Commerce plans $50B semiconductor incentive
Categories Biometric R&D  |  Biometrics News
US views AI chips as industrial security and a treasure not to be shared freely

Thirty years after microchips were diminished to commodities, they are strategic again for the United States.

Washington is embargoing (something it is good at) AI chips and directing manufacturing (something it is very poor at). The chips play an increasing role in facial and other biometric recognition systems.

The federal government has restricted exports of domestically designed AI chips to China and Russia, ostensibly to deny them military use of the premier semiconductors. Today, that means Nvidia’s A100 and H100 GPUs, and AMD‘s MI250 will have to find new markets. Future chips could be held up, too.

There is an economic motive, too. China’s autocratic leaders have made it clear that they want their nation to soon be the preeminent power in AI. Washington does not want to assist them.

This technically is a new licensing requirement that must be addressed before sales can be made. It is unlikely that there will be many – or, realistically, any – exceptions to the rule, but calling it a licensing change can make it easier to create exceptions than if it were a ban.

Sanctions have been placed on some Chinese and Russian companies for both political reasons (to pressure the government to respect human rights, for example) and strategic reasons, including attempts to respond to allegations of illicit surveillance in facial recognition systems developed in China.

Technology news publisher The Verge found information about the action in an update from Nvidia to the Securities and Exchange Commission. The chipmaker said that while it does not sell to Russian buyers, it could lose $400 million in Chinese sales in the third quarter.

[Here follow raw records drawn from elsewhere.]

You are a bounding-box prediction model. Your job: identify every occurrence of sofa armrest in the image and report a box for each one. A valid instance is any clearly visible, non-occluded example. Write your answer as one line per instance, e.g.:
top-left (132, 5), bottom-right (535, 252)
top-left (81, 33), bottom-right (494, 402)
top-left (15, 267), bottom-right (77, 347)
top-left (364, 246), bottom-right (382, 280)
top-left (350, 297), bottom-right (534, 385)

Then there is the $50 billion Chips for America Fund that the U.S. Department of Commerce has created under the Chips and Science Act to help restart large-scale domestic chip-making.

The department earlier this year issued a request for information, looking for insights on the best way to build carrots powerful enough to get U.S. chipmakers back into the economy.

Little in the way of surprising advice made its way into report authored by the National Institute of Standards and Technology: offer federal tax credits, strong intellectual property protection for companies, create cost-sharing and matching funds, for example.

A bit closer to the ground, respondents to the request for information said supply chains need to be addressed because there is “a complete absence” of a chipmaking supply chain.

It is all a big question, however. The United States largely funded and managed the rebuilding Europe after World War II through the Marshall Plan, but today it struggles to rebuild basic domestic infrastructure. Add to that political and industry opposition to the federal government being active in free markets, and it is hard to see how this will succeed.